Networking: It hurts Brett to admit it but sometimes audiences just want to talk to each other. “Networking” is constantly given as a reason why people attend events yet many organisers do nothing to facilitate any relationship building. Brett has two great ways for audiences to get to know each other, neither of which involve trust exercises, alcohol or adventure sports. Ask him.
Cameos: Break up the experts with some real people. One way to do this is with short five minute presentations by audience members between the big note presentations. Pick a theme; say Reasons to be cheerful in which audience members give their perspective on something positive in the industry. Other themes might be: Why I work in this industry in which people or teams of colleagues explain some particularly rewarding or funny story that keeps them in the game. Other themes? My three wishes for the sector… If I knew then what I know now… My career limiting move…These cameos should be short, sharp, humorous and build a stronger bond among the audience by showing that we are all in this together. Promote the opportunities in the program and take some bookings. Offer a bottle of wine for participants. Alternatively you could have your emcee vox pop the audience on such themes but most audiences only contribute so much.
Panel discussionsBrett is a big fan of the panel discussion in which two, three or four speakers forsake the formal speech and instead share the microphone in a more free flowing, informal style. The direction of the discussion is dictated by the facilitator and audience.
Here’s why Brett likes the panel format:
• It gets the most from weaker speakers who can contribute what they want without the need to create a whole presentation.

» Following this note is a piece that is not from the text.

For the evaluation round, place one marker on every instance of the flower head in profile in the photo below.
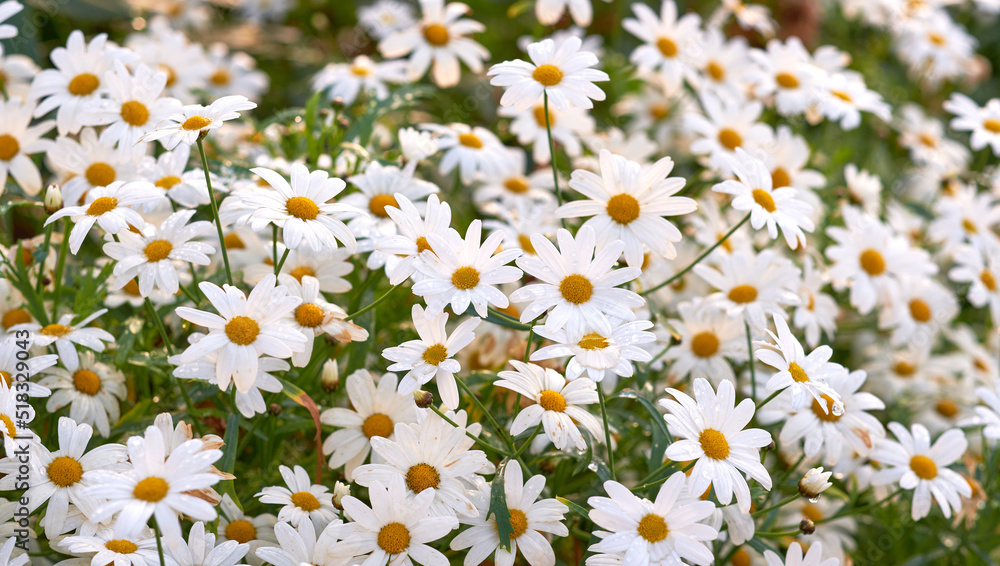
(560, 71)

• You significantly lower the risk of having 45 precious minutes forever tainted by a dull, repetitive or off-topic speaker.
• Panel discussions allow far greater and more natural interaction between the stage and the audience. How many people want to sit down and shut up for eight hours?

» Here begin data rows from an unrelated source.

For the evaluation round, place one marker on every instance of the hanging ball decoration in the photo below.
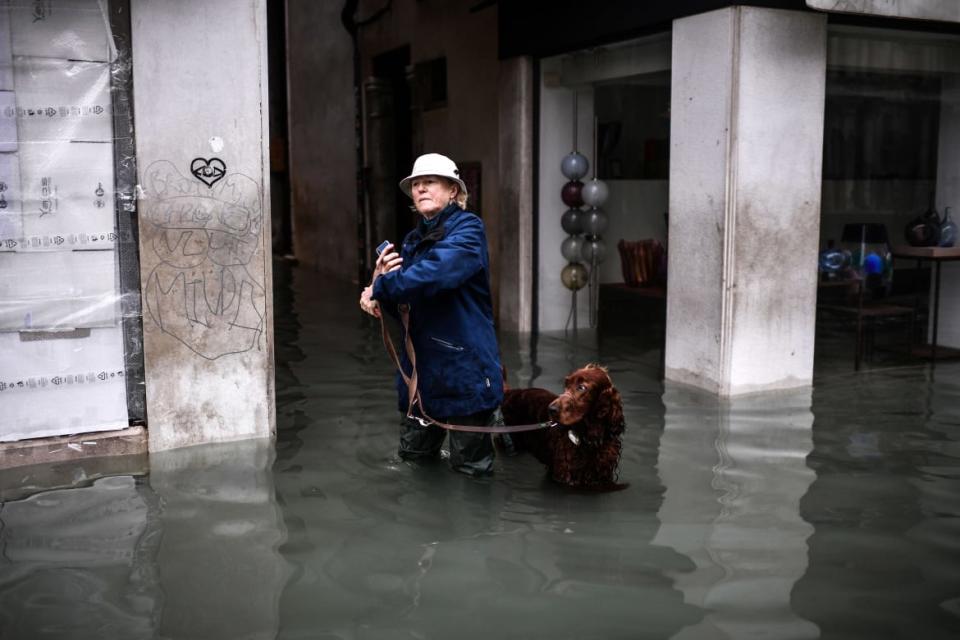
(594, 221)
(595, 193)
(572, 221)
(571, 194)
(574, 166)
(593, 249)
(574, 276)
(571, 248)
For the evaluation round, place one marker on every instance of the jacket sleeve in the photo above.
(449, 263)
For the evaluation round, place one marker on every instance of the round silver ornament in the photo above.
(574, 276)
(595, 192)
(594, 222)
(571, 248)
(593, 249)
(572, 221)
(574, 166)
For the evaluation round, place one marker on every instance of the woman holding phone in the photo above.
(442, 273)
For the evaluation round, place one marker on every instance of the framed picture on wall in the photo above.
(471, 173)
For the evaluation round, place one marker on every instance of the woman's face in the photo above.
(431, 194)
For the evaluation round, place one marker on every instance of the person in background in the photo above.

• The right facilitator (we can suggest one) can steer the discussion towards the interesting and the relevant. He or she can also keep speakers honest, asking for clarification or justification. And yes – speakers should not be given a free ride. Audiences deserve some rigour from presenters.
• It’s far less intimidating for speakers, who rarely prepare thoroughly enough.
• It allows you to make nice with more people by inviting them to speak. A cunning ploy. Tips for a good panel discussion:
Have your audience write down questions beforehand. This creates far more questions because, believe it or not there are a lot of shy people out there with questions on their minds that never make it to their tongues. The MC or facilitator should prepare a couple of questions for each panelist to draw them into the conversation. (A good facilitator can come up with the question on his or her own.) Seek out differing views and a mix of perspectives from when recruiting the panel.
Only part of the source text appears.